Source Text
Encoding
Forge source files must be encoded in UTF-8. The lexer assumes UTF-8 input and will produce errors on invalid byte sequences. No byte-order mark (BOM) is required or expected; if present, it is treated as ordinary content and will likely cause a parse error.
File Extension
Forge source files use the .fg file extension by convention. The CLI tools (forge run, forge test, forge fmt) expect this extension. Example:
hello.fg
server.fg
tests/math_test.fg
Line Endings
Forge recognizes two line ending sequences:
| Sequence | Name | Unicode |
|---|---|---|
\n | Line feed | U+000A |
\r\n | Carriage return + line feed | U+000D U+000A |
A bare carriage return (\r without a following \n) is not treated as a line ending. Both recognized forms are normalized to a single Newline token in the token stream.
Source Structure
A Forge source file consists of a sequence of top-level statements executed in order. There is no required main function, module declaration, or package header. The simplest valid Forge program is:
say "hello"
Forge programs are executed from the first statement to the last, top to bottom. Functions and type definitions are hoisted conceptually in that they can be referenced before their textual position, but side effects in top-level statements execute in source order.
Character Set
Within string literals, Forge supports the full Unicode character set.

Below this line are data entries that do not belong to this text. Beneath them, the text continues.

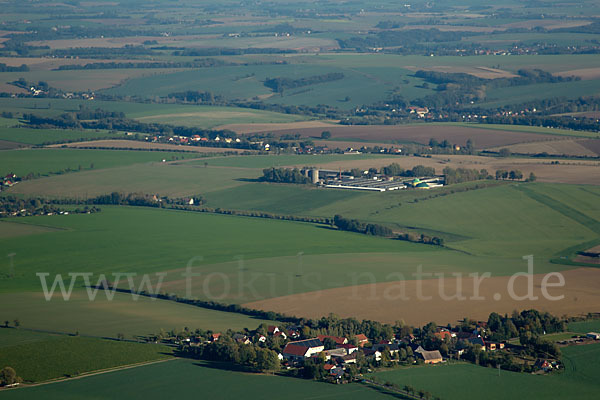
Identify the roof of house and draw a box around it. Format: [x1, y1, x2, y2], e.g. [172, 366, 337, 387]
[323, 364, 335, 371]
[467, 336, 485, 346]
[356, 333, 369, 342]
[410, 343, 425, 353]
[434, 331, 452, 340]
[317, 335, 348, 344]
[419, 350, 442, 361]
[336, 343, 358, 350]
[282, 343, 309, 357]
[371, 344, 400, 351]
[288, 338, 323, 347]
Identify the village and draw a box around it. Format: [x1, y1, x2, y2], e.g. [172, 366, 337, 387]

Outside of string literals, the following characters are meaningful to the lexer:
- ASCII letters (
a-z,A-Z) and underscore (_) begin identifiers and keywords. - ASCII digits (
0-9) begin numeric literals. - Operator and punctuation characters:
+,-,*,/,%,=,!,<,>,&,|,.,,,:,;,(,),{,},[,],@,?,#. - The double-quote character (
") begins string literals. - Whitespace characters: space (U+0020), horizontal tab (U+0009).
- Line terminators: line feed (U+000A), carriage return (U+000D).
All other characters outside of string literals are lexer errors.